Re: [DISCUSS] Lineage improvements and standardization of operator signatures

Bolke de Bruin Sun, 26 Jan 2020 05:01:26 -0800

Hi All,

Thanks for all the responses! Couple of additional thoughts.

It is the intention to have all Operators lineage aware. In that way
lineage is built in so that a developer does not have to do anything. In
its most simple form it will then just record the inlets and outlets to
that particular operator but you won’t need to  ‘do’ anything with it. That
makes using it within your dag optional but readily available, but not
required. That makes that I am not in favour of having a “set_inlets” and
“set_outlets” as an after the fact meta thing as it requires keeping stuff
in sync again. That defeats DRY. The overloading of operators I do like
(and I already have a local implementation of) and it was my intention to
use a pipe for that (|) so it would be something like

File(url=“http://www.google.com”) | task1 | task2 > File(url=“
file:///tmp/out”)

In this example you define your first Inlet as File which task1 picks up.
Task1 has outlets which are then made available to task2 (but unspecified
by the user) which has a user defined outlet File. This format is more
“unixy” for people used to the command line. Challenges will be when a task
has multiple inlets/outlets that are not directly used downstream. But
there we could use the builder pattern.  Finally, for the builder pattern I
really do not want to have the mapping needed to be kept in sync by the DAG
developer. It is okay for non lineage aware operators, but for lineage
aware operators this shouldn’t be there - it should be inside the operator.

I agree with Jarek that Gerard’s idea is a bit further down the line. Yes
it would be awesome to be able to work with data dependencies along side
task dependencies in Airflow, but we need a good foundation for that. The
lineage capability  will hopefully provide that foundation, but it solves
other issues as well.

For the API @Tao yes the new API is actually almost equal to what Amundsen
expects. It is completely independent from Atlas. I do intend to re-enable
to push based API. Also external enrichment is on the list so you could do
something like:

File(key=“qualified_key”, external=True) or which would pickup the
information it needs from the external lineage system.

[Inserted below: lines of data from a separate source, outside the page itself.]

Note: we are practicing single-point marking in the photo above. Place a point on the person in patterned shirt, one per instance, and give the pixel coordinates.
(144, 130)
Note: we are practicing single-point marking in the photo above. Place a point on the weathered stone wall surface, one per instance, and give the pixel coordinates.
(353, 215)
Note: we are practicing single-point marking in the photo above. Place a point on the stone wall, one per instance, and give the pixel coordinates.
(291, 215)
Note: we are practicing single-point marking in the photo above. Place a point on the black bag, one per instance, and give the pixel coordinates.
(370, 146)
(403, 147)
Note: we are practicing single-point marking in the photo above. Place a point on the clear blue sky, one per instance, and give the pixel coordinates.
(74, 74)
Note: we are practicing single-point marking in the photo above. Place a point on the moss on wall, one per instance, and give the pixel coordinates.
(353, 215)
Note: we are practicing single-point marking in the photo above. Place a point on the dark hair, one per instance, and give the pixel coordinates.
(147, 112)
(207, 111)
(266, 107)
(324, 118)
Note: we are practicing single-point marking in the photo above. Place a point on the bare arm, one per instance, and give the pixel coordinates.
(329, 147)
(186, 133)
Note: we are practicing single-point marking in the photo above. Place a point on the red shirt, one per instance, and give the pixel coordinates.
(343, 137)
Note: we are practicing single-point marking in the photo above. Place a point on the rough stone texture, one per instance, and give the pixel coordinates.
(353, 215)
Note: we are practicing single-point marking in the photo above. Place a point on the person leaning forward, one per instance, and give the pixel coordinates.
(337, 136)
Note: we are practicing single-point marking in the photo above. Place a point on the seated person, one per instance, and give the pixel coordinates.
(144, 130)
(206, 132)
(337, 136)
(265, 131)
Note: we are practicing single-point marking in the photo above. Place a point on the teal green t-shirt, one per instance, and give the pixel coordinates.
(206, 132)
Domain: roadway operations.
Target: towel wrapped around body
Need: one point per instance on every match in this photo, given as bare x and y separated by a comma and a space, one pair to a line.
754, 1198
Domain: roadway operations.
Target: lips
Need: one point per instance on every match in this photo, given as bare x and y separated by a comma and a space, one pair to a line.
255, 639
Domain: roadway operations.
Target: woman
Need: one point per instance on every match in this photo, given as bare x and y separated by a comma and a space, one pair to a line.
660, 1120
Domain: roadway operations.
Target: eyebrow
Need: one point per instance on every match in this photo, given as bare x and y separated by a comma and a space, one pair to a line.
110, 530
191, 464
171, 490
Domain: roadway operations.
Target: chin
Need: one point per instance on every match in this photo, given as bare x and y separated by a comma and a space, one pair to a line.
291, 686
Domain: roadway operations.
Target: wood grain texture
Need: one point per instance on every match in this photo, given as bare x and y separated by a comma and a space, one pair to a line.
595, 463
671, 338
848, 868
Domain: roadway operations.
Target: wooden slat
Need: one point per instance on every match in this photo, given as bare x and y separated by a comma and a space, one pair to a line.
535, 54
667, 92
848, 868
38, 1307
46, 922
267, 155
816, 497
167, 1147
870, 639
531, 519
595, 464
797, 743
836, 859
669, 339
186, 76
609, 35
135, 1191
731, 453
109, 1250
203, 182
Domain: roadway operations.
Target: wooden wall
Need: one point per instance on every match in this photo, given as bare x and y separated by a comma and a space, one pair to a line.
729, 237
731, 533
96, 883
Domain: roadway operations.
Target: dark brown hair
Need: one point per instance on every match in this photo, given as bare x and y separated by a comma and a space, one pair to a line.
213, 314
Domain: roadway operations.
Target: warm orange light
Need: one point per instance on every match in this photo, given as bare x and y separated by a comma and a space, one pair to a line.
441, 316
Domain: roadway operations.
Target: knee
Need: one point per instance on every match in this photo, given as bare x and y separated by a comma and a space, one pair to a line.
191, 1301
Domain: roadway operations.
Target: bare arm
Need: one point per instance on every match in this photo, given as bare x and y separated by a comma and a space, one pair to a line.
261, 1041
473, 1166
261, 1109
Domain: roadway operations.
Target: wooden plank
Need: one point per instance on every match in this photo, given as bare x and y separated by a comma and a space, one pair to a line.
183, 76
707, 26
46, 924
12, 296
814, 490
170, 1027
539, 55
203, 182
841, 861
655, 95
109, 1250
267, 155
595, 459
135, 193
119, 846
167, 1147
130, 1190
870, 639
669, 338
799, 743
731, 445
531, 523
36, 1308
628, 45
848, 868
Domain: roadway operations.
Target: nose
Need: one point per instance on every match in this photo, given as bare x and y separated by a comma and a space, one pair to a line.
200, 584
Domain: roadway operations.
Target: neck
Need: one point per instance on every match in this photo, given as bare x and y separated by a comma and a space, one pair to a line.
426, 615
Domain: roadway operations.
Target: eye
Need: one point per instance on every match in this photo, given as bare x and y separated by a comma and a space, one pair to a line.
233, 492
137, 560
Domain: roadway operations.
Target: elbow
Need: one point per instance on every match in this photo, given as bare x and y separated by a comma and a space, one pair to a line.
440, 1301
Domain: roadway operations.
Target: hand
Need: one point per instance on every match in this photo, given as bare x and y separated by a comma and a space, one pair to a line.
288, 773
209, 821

This should then work for Atlas and Amundsen.

Cheers
Bolke

On 24 January 2020 at 14:35:00, Jarek Potiuk ([email protected])
wrote:

After discussing with Bolke (we had indeed very good and constructive
discussion at Polidea office this week), I am a great supporter of adding
more lineage support to Airflow and I think we should all as community
think about how to make it as easy as possible to use and maintain. If it
is not yet, it will soon become a requirement for many businesses to record
the lineage data for many reasons (GDPR/ the California Consumer Privacy
are the first ones that come to mind but there are many enterprise-internal
cases that are also super-important. And adding lineage data might open-up
Airflow deployments to a lot of new usages. So I am all for it and happy to
support / take part in the effort to implement it.

*Some context/thoughts:*

I thought a bit about it after our discussions with Bolke, and from the
implementation point of view I think of lineage mainly as "additional
meta-data" - IMHO it should not interfere too much with the ways current
DAGs are implemented. Lineage should be easy to use but it also should be
optional, and I think it's a bad idea to make the users choose the way they
are going to write the Dags depending whether they want to add lineage or
not. I think it should be super easy to add lineage information to existing
Dags without heavily impacting the way how the DAGs are implemented in the
code. This should be an "extra" information added to existing dags.
Otherwise we try to mix two different things - task dependency and data
dependency. Putting them together is I think very difficult, but putting
them as "separate layers" is quite doable. Also I think we already have in
total many millions of DAGs written by different companies and the easier
we make it to add Lineage information to those DAGs - the better IMHO. Also
I think changing totally concept of writing DAGs and dependencies is a
difficult one to pull-off - especially if we would like people to maintain
DAGs written before/after lineage in the same place. I think transition
should be simple and incremental rather than revolutionary

I think most of the options we have differ by "syntactic-sugar" - under the
hood they are all trying to achieve the same. And the syntactic-sugar is
really what is most important for DAG developers, and Operator developers.
So I don't even discuss the need and scope of API/etc - this is secondary
and I think we can agree that after we all agree what syntax we use to add
lineage information.

*Comments on proposals:*

Let me comment on those proposals (in this context above):

1) Bolke's Wrappers - point 1

It does not impact the way how operators are written (and does not require
to rewrite hundreds of operators). That's good. And it allows to
incrementally change existing DAGs by replacing parameters of some
operators to use Inlet/Outlet - it's good as well. It does not differ that
much from existing dags - that's great. One thing that worries me in this
case that in case you write Dags with/without lineage or have some
operators with/without lineage in the same DAG, you get a different syntax
(potentially for the same operator classes). I am not 100% sure if this is
a realistic case to mix lineage/non-lineage tasks in the same DAG (I think
it might happen) but there is a bit of "syntactic smell" (similar to
code-smell) where we seem to have some inconsistent approach on how to
define DAGs. It's not a deal-breaker, just a smell. It will be quite a work
to convert between one and the other and when you want to copy&paste
portions of DAGs with/without lineage it will not work.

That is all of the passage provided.